AARP, the nation’s leading senior citizen lobby group, said it was “deeply disappointed” by the Obama administration’s new rules for employer-run workplace wellness programs. The lobby group said the rules “violate both the letter and the spirit” of civil rights laws such as the Americans with Disabilities Act and indicated it would likely challenge them in court.
The rules, published Monday by the Equal Opportunity Employment Commission, govern rules for employer-run “wellness programs,” a type of group health plan. The rules allow companies to request a worker’s or their spouse’s medical history and/or to conduct examinations in exchange for up to 30 percent of the cost of self-coverage. Employees are not obligated to turn over the information but can lose the opportunity to participate in the plan if they do not.
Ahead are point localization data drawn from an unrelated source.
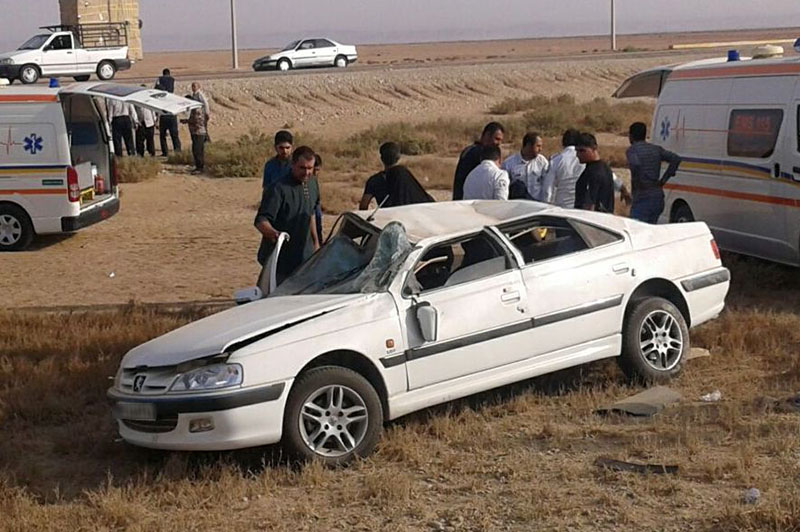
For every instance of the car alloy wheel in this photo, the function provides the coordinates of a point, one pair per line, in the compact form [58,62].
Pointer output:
[10,230]
[29,74]
[334,421]
[655,339]
[661,340]
[333,414]
[106,71]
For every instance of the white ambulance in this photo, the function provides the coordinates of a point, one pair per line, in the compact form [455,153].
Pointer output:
[736,124]
[57,172]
The rules go into effect at the beginning of next year. They were prompted by questions from employers seeking clarification regarding how the Obamacare rule applies to wellness programs.
AARP Executive Vice President Nancy LeaMond said the rules amounted to allowing financial coercion.
“These rules put workers between a rock and hard place: Employees must now hand over sensitive medical and genetic information on themselves and their spouse to their employer’s wellness program, or protect their personal health information, forcing them to pay up to thousands of dollars more for their health insurance,” LeaMond said.
The administration defended the rules are a reasonable trade-off. “The EEOC received comments on both rules from a broad array of stakeholders and considered them carefully in developing this final rule,” said EEOC Chairwoman Jenny R. Yang.